The Council on American Islamic Relations (CAIR) has reacted to its inclusion on a list published by the UAE that designates as terrorists a large group of organizations in the Middle East, Europe, and the United States. According to a CAIR statement, it finds the UAE designation “shocking and bizarre”:
November 16, 2014 Washington D.C., — The Council on American-Islamic Relations (CAIR), the nation’s largest Muslim civil rights and advocacy organization, today responded to reports that the United Arab Emirates (UAE) has added CAIR to its list of ‘terrorist’ groups.
In a statement, CAIR said:
‘We are seeking clarification from the government of the United Arab Emirates about this shocking and bizarre report. There is absolutely no factual basis for the inclusion CAIR and other American and European civil rights and advocacy groups on this list.
‘Like the rest of the mainstream institutions representing the American Muslim community, CAIR’s advocacy model is the antithesis of the narrative of violent extremists.
Read the rest here.
The GMBDW reported yesterday on the publication of the UAE list.

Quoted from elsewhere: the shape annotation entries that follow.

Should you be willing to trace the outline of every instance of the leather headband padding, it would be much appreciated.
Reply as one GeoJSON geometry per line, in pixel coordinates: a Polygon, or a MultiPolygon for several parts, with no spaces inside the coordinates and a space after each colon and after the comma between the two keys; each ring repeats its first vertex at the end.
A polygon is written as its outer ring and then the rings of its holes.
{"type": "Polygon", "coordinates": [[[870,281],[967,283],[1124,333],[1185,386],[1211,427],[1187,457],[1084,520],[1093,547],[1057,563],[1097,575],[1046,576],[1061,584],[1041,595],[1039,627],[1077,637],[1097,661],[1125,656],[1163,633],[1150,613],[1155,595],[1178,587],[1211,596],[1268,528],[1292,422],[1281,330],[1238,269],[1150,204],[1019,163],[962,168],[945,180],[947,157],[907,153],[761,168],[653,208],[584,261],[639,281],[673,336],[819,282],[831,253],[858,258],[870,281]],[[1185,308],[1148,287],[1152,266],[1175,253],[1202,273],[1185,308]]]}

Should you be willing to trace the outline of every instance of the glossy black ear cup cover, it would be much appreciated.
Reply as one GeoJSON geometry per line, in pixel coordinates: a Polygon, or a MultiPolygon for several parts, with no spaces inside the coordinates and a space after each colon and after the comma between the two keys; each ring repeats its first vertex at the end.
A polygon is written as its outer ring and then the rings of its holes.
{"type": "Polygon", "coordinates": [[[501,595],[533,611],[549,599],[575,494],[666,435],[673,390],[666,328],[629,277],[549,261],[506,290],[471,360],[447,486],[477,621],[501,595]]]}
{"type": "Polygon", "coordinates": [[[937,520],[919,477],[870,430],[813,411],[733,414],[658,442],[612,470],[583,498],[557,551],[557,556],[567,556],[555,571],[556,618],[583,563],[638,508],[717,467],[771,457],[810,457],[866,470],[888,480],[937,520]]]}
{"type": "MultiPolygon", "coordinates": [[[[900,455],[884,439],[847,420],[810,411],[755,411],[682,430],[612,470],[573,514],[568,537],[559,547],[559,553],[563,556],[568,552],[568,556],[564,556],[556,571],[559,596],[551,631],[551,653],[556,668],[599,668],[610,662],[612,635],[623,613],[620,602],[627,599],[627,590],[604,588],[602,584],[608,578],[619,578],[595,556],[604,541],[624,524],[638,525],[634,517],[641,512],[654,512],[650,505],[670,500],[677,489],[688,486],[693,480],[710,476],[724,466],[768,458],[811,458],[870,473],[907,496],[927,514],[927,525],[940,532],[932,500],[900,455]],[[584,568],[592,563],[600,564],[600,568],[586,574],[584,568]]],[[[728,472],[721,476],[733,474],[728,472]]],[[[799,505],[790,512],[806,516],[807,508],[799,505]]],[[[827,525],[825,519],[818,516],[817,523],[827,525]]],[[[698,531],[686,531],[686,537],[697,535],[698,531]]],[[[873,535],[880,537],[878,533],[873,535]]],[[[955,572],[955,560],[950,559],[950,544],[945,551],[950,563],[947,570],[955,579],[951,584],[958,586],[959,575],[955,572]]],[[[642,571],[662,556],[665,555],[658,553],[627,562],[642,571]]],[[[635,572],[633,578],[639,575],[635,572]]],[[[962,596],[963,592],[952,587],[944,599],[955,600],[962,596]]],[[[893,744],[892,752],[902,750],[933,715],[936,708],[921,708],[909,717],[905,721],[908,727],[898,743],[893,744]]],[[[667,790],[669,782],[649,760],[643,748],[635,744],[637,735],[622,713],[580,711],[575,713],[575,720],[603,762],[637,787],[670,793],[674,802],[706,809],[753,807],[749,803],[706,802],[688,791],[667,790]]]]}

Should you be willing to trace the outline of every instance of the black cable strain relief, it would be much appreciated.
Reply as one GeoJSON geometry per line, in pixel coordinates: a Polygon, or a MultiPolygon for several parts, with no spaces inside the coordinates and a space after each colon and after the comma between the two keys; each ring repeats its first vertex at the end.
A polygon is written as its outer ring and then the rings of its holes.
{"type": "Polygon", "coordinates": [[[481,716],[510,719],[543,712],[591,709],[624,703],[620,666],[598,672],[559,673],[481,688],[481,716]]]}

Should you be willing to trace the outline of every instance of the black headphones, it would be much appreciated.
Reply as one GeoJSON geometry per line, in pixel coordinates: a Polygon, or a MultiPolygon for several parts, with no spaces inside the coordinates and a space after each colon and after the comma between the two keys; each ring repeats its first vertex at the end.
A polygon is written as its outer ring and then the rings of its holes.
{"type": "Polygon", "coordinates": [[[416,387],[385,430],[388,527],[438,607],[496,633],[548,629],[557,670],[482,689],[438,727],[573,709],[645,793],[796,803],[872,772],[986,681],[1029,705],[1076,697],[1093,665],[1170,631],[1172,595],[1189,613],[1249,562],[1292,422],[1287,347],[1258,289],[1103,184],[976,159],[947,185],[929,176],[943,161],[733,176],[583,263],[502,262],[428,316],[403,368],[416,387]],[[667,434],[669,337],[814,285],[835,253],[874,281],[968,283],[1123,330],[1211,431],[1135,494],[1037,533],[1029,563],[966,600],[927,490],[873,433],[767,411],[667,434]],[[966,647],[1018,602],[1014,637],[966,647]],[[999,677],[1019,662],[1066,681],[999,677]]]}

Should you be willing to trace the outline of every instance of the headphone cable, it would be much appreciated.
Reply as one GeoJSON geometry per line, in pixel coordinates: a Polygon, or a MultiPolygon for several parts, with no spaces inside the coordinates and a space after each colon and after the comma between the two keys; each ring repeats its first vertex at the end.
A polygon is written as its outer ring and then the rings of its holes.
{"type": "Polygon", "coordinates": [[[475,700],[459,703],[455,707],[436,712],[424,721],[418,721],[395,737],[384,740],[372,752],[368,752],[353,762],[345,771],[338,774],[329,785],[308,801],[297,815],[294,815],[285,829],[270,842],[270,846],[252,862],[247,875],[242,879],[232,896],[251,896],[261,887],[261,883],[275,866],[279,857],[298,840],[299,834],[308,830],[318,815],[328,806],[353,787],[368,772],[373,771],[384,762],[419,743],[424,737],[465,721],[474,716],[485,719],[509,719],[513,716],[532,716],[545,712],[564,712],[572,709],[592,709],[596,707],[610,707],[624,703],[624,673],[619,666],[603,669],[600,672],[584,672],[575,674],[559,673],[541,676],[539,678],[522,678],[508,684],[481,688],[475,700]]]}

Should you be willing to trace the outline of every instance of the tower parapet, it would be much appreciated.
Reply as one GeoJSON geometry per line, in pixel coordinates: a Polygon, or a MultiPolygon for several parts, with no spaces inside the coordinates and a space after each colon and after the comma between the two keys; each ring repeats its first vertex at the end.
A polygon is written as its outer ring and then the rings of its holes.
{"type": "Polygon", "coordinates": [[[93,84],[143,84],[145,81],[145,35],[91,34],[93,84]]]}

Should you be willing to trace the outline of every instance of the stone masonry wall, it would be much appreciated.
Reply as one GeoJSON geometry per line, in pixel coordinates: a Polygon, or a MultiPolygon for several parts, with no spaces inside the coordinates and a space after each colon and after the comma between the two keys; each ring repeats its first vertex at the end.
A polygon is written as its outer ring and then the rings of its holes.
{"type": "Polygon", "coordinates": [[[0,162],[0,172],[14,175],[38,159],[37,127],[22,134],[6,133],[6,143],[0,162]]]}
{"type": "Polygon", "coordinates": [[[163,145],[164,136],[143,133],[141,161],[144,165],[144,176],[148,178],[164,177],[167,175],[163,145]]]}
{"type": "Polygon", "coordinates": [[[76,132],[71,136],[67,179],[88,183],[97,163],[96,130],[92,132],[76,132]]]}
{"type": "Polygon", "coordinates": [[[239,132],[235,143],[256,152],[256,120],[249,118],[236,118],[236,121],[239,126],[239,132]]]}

The Council on American Islamic Relations (CAIR) describes itself as “a grassroots civil rights and advocacy group and as “America’s largest Islamic civil liberties group.” CAIR was founded in 1994 by three officers of the Islamic Association of Palestine, part of the U.S. Hamas infrastructure at that time. Documents discovered in the course of the the terrorism trial of the Holy Land Foundation confirmed that the founders and current leaders of CAIR were part of the Palestine Committee of the Muslim Brotherhood and that CAIR itself is part of the US. Muslim Brotherhood. In 2008, the then Deputy leader of the Egyptian Muslim Brotherhood acknowledged a relationship between the Egyptian Brotherhood and CAIR. In 2009, a US federal judge ruled “The Government has produced ample evidence to establish the associations of CAIR, ISNA and NAIT with HLF, the Islamic Association for Palestine (“IAP”), and with Hamas.” CAIR and its leaders have had a long history of defending individuals accused of terrorism by the US. government, often labeling such prosecutions a “war on Islam”, and have also been associated with Islamic fundamentalism and antisemitism. The organization is led by Nihad Awad, its longstanding Executive Director and one of the three original founders.